The Institute for Security and Technology's Ransomware Task Force (RTF) released a blueprint for small and mid-sized enterprises to face ransomware Thursday, aiming to promote hygiene in less mature network environments.
The RTF became a key resource in 2021 as governments started to take ransomware seriously as a homeland security problem. Its inaugural report, coincidentally released in April amid the chaos of Colonial Pipeline, offered recommendations for ransomware on geopolitical, federal, law enforcement, insurance and enterprise levels, and became a key document in crafting legislation. RTF sported an attractive multistakeholder membership ranging from security companies and insurers to highly targeted groups to governments and law enforcement at a time lawmakers were trying to understand the needs of the many players in the field.
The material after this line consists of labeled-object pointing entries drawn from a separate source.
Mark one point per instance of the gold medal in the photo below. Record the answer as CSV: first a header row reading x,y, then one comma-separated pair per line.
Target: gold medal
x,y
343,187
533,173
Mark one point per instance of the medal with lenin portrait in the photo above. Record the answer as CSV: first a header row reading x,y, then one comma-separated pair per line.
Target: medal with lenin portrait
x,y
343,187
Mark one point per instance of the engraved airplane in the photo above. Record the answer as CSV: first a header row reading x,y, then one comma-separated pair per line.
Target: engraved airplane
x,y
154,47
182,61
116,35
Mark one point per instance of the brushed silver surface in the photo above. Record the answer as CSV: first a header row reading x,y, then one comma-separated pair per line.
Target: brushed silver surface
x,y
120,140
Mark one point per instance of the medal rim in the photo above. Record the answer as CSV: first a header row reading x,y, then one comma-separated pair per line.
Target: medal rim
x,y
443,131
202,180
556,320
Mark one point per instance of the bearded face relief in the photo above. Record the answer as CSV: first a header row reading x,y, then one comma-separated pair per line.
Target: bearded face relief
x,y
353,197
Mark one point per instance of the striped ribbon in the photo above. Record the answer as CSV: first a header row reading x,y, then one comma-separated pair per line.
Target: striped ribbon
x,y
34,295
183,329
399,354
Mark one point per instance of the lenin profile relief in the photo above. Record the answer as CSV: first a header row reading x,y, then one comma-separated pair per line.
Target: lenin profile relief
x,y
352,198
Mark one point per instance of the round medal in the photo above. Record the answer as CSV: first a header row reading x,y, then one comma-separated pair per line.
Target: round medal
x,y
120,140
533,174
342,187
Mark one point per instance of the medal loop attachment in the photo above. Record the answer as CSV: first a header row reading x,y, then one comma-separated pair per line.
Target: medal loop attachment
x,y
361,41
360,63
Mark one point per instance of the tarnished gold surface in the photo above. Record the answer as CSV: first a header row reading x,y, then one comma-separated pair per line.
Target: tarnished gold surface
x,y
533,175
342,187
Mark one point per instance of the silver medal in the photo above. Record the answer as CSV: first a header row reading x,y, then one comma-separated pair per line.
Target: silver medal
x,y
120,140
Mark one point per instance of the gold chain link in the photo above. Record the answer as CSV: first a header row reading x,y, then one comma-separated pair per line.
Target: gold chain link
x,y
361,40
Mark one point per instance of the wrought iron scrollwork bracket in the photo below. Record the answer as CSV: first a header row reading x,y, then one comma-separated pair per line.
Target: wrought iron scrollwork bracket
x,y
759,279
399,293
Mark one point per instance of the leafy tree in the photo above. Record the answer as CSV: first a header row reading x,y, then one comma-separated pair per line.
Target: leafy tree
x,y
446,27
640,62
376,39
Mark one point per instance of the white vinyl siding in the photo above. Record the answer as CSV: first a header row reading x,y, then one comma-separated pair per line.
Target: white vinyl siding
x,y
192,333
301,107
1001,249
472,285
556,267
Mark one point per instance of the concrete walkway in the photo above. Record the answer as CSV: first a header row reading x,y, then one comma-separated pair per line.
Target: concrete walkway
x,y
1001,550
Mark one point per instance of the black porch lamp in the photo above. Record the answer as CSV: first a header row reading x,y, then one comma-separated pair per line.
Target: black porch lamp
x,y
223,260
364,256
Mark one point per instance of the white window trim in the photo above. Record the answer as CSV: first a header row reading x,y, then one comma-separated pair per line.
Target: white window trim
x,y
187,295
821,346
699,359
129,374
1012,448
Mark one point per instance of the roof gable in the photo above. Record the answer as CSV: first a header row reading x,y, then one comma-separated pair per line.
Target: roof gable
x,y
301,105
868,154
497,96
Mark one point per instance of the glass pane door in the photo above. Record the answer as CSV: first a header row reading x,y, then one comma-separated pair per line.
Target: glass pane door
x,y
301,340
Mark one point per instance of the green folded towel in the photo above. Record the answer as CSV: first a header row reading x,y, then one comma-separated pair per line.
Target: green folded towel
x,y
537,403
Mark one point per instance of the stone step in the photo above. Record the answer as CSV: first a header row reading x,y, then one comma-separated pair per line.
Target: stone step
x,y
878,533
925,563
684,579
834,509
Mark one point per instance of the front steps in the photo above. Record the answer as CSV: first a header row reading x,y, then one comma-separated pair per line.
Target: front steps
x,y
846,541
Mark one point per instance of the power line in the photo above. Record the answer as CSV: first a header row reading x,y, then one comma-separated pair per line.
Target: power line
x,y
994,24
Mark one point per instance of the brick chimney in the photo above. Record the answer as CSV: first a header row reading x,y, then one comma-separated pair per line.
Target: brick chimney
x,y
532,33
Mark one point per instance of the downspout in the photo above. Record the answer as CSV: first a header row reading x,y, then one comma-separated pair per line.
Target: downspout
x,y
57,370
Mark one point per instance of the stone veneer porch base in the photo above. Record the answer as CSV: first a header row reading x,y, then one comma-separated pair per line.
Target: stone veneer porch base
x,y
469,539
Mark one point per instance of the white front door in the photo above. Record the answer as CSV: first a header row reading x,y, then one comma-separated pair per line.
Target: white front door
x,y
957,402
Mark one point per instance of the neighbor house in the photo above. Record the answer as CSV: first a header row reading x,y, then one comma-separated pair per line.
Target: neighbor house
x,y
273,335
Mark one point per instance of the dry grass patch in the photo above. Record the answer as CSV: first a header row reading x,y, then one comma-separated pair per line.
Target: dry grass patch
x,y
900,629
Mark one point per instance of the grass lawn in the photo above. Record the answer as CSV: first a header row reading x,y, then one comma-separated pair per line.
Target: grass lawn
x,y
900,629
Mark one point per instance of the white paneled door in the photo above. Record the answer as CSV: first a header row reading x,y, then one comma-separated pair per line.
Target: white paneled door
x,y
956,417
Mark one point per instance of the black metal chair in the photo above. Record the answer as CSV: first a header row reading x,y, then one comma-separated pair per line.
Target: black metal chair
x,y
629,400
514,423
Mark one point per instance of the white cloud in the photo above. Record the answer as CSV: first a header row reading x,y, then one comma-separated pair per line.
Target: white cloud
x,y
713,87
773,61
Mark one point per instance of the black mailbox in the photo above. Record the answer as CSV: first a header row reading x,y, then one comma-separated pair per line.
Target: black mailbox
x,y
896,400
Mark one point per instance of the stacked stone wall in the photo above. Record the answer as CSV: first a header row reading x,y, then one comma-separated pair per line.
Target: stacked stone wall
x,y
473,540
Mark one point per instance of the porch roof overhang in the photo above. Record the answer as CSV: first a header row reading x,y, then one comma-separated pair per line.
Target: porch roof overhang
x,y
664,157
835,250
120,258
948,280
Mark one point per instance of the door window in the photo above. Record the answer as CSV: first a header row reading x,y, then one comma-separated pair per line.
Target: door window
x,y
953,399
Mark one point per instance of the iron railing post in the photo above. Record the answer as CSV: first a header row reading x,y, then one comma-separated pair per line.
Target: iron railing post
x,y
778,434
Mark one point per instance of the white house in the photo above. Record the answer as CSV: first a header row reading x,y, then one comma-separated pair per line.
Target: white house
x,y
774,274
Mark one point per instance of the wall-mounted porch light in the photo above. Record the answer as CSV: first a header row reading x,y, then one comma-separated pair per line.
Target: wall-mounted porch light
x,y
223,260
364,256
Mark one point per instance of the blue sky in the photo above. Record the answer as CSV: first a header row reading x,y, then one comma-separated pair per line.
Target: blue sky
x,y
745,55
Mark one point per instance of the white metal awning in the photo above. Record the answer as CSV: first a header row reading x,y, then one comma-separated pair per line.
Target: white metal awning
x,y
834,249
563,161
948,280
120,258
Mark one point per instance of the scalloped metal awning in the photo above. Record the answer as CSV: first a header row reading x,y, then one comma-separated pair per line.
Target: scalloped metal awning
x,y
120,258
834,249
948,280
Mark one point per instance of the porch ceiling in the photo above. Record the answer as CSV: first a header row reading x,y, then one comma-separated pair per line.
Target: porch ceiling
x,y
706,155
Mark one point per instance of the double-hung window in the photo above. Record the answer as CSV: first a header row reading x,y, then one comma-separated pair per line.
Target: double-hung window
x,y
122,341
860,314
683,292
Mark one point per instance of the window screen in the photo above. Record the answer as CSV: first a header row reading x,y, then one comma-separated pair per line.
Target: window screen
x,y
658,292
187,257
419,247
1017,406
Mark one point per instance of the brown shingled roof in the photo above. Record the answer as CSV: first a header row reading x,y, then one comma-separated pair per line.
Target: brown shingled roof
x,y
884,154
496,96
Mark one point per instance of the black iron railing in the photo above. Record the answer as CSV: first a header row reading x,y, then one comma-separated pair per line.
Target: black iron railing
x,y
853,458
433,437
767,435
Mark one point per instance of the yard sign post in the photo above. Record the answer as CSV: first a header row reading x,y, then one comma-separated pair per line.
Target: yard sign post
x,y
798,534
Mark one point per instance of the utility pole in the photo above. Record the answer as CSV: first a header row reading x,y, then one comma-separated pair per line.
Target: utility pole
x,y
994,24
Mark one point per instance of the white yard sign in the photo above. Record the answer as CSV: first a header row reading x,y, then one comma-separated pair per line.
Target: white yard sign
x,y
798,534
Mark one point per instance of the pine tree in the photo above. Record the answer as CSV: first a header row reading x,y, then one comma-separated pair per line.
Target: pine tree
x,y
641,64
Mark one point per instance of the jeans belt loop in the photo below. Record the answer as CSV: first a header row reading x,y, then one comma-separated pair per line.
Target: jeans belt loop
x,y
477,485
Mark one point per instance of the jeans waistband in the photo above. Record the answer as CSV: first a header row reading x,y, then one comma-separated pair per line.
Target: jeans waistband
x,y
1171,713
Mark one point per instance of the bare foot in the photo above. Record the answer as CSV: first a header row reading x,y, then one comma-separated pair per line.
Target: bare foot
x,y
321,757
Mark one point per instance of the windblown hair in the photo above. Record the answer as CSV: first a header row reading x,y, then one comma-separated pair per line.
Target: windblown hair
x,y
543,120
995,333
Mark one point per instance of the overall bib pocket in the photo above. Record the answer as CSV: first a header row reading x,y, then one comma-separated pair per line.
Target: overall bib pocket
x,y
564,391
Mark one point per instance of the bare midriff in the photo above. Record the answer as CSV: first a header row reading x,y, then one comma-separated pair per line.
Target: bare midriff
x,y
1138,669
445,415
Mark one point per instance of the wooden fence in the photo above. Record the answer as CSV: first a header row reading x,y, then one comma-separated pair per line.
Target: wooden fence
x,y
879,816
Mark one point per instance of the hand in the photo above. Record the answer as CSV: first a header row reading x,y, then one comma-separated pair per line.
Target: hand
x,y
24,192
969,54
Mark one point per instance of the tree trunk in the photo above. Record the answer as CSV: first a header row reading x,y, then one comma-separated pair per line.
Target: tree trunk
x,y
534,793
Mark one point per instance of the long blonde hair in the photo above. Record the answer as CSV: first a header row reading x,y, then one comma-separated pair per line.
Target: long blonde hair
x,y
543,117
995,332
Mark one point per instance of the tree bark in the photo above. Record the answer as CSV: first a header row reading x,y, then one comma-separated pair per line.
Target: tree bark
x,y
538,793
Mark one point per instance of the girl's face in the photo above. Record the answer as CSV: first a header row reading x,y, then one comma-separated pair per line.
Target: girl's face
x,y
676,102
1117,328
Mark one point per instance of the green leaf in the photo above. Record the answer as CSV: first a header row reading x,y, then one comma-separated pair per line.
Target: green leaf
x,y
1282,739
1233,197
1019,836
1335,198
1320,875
Many of their suggestions became policy, but the report was intended to provide solutions that did not require policy changes as well. One of those was creating a roadmap for SMBs to prevent, detect and recover from ransomware.
"The sense that we've heard from the community is that [existing frameworks] can be seen as a mismatch between the needs of small enterprises and the entities that serve them like MSPs and MSSPs," said Megan Stifel, chief strategy officer for the Institute for Security and Technology and a co-chair of the RTF.
The blueprint includes recommendations for identity and asset management, testing and architecture, maintaining logs, and developing internal reporting practices and other recovery plans in advance.
"Rather than adding to the noise, what we wanted to do was to reiterate the importance of specific controls that through analysis have been shown to be effective in combating over 70% of ransomware attack methods," Stifel added.
The structure of the blueprint borrows from the Center for Internet Security (CIS) Critical Security Controls. CIS participated in contributing to the blueprint, alongside Stifel, the Global Cyber Alliance, Security Scorecard, Resilence insurance and ActZero.
The ransomware space has moved quickly since the original RTF report was released. Stifel is cognizant of recent attacks resembling ransomware but using extortion without encrypting files, a la Lapsus$, and the blueprint is not tied to recovering from encrypted files. There has been considerable movement in international commitments to fight ransomware as well as several domestic policies put into place.
Stifel said that the RTF continues to view ransomware as a problem that can only be solved holistically, requiring action by each of enterprise, insurance, cryptocurrency market, and local and international government to solve.
"We didn't think that any one of these recommendations was a single bullet, rather it's ten 10% solutions," she said.